第12話


「そうだ。これ、今日の差し入れ」

 さっき買ったクッキーを、ユウくんが差し出した。

 タツキくんの目がキランって輝く。あの唇の向こうには、ヨダレの海ができているんじゃないか。今にも封を切りそうだ。

「先生とお父さんお母さんと相談してから食べるように!」

「……ちぇっ!」

 口では「ちぇっ!」って言っているけれど、不思議とあまり残念がっている感じがしなかった。たぶん、いつものことなのだろう。ようこそ、って言われて、お邪魔しますって返すような、ごくごく自然なやり取りなんだろう。

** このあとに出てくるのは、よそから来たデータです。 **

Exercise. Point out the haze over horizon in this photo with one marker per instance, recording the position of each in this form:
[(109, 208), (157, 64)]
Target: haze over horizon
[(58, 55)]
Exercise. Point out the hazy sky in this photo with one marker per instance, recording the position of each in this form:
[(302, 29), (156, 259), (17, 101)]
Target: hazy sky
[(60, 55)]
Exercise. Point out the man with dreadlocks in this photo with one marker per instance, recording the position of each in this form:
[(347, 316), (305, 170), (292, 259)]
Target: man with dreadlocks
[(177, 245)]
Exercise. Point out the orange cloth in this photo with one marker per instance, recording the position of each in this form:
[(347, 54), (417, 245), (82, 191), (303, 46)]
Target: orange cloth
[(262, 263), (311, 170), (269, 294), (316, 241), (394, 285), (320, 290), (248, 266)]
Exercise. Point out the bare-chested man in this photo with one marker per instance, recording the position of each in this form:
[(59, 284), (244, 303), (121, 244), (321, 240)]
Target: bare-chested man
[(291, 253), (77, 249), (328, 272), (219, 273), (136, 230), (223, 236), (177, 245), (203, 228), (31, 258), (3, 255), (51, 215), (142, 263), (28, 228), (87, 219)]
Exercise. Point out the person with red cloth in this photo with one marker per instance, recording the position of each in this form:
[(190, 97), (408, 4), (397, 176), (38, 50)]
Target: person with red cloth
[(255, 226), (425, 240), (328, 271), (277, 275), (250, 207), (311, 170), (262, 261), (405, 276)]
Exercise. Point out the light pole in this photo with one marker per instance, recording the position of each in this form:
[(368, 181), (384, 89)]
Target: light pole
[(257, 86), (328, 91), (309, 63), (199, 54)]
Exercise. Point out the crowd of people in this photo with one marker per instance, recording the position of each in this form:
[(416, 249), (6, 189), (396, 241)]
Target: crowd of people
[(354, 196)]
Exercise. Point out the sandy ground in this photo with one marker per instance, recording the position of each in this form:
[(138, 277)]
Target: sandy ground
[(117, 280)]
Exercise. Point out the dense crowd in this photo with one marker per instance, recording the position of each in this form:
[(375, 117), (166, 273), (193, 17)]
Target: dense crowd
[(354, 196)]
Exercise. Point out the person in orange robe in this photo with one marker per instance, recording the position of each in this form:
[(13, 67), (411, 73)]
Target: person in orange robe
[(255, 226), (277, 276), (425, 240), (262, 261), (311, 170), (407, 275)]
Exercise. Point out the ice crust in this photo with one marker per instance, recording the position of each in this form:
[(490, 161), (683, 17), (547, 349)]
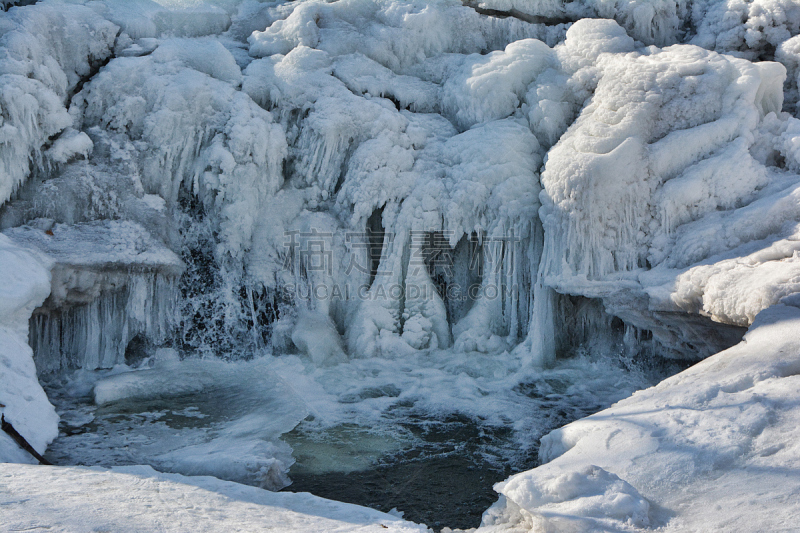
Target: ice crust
[(26, 282), (724, 431), (200, 503), (642, 155)]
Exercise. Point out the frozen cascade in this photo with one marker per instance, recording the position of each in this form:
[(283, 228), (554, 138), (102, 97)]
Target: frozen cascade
[(101, 334)]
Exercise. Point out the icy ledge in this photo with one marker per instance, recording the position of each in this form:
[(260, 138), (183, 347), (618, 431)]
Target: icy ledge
[(140, 499), (714, 448), (111, 281)]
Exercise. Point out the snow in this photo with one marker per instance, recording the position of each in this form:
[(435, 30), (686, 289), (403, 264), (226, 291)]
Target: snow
[(706, 448), (26, 283), (141, 499), (47, 50), (110, 282)]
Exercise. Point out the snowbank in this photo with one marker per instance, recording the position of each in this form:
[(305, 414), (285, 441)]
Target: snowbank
[(704, 450), (48, 50), (111, 281), (141, 499)]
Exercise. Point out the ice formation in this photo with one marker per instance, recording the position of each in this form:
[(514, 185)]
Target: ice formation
[(725, 431), (385, 179)]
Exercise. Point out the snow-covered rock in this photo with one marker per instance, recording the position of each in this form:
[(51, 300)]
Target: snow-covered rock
[(139, 498), (23, 403), (710, 448)]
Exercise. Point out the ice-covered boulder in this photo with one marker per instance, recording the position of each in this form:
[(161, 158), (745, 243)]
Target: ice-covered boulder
[(48, 50), (663, 172), (111, 281), (706, 448)]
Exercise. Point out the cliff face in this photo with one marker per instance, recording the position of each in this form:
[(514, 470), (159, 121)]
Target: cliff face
[(372, 178)]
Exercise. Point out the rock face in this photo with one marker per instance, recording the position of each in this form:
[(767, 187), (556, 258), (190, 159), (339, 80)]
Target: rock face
[(724, 431), (412, 172)]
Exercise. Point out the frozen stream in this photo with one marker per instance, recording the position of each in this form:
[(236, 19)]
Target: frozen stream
[(427, 434)]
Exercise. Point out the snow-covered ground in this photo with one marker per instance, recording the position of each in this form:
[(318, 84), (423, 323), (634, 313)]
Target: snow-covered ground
[(309, 189), (76, 499), (714, 448)]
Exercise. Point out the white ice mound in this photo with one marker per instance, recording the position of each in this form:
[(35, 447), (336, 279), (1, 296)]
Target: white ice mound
[(111, 280), (47, 51), (315, 335), (245, 409), (584, 499), (708, 446), (137, 497), (664, 169), (25, 284)]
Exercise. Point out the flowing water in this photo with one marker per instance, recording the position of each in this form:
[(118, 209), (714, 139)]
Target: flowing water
[(427, 435)]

 今日がはじめての私にはわかりようのない、人と人との繋がりを、私は目と耳と、肌と心で感じる。

「それで、それで! サキねぇ、持ってきてくれた?」

「え……え?」

 急な「サキねぇ」に困惑した。ユウくんのことを「ユウにぃ」と呼んでいたから、彼からしたらごくごく自然な呼び方なのだろう。けれど、姉の字をつけて呼ばれることなんてなかったから、なんだかムズムズしてしまう。

「アイちゃんのクマ!」

「ああ、うん。持ってきたよ、ちゃんと。今、タツキくんに見せてあげる」

「タツキくんって呼ばれるの、なんかヤダ。みんなオレのこと、タッくんって呼ぶんだ。だから、サキねぇもタッくんって呼んで」

「わ、わかった」

 タッくんの、眩しい笑顔を見て思う。

 本当に、この子は病に蝕まれているんだろうかと。

 刹那、思考がパラレルワールドに旅立っていた。ハッとして、カバンの中に手を入れる。少しざらついた缶に触れた。掴み、取り出す。何度見ても、見るたびさまざまな想いが、私の頭の中に彩りをもたらしてくれる。

「開けて、開けて」

「うん」

 ほんの少し力を込めて、ゆっくりと開ける。中でお昼寝していた小さなクマが、光を浴びた。朝を感じて、目を開ける。

 ――おはよう。こんにちは。はじめまして。会いたいと思ってくれてありがとう、タッくん。

「サキねぇ、触ってもいい?」

「うん。いいよ」

 タッくんは、缶に手を伸ばして、引っ込めた。それからもう一度、おそるおそる手を伸ばして、指先でちょん、とクマに触れた。一度触れたら、少し慣れたのだろうか。今度は優しく、それを手にのせて、見やすい場所、胸の前までそっと連れていく。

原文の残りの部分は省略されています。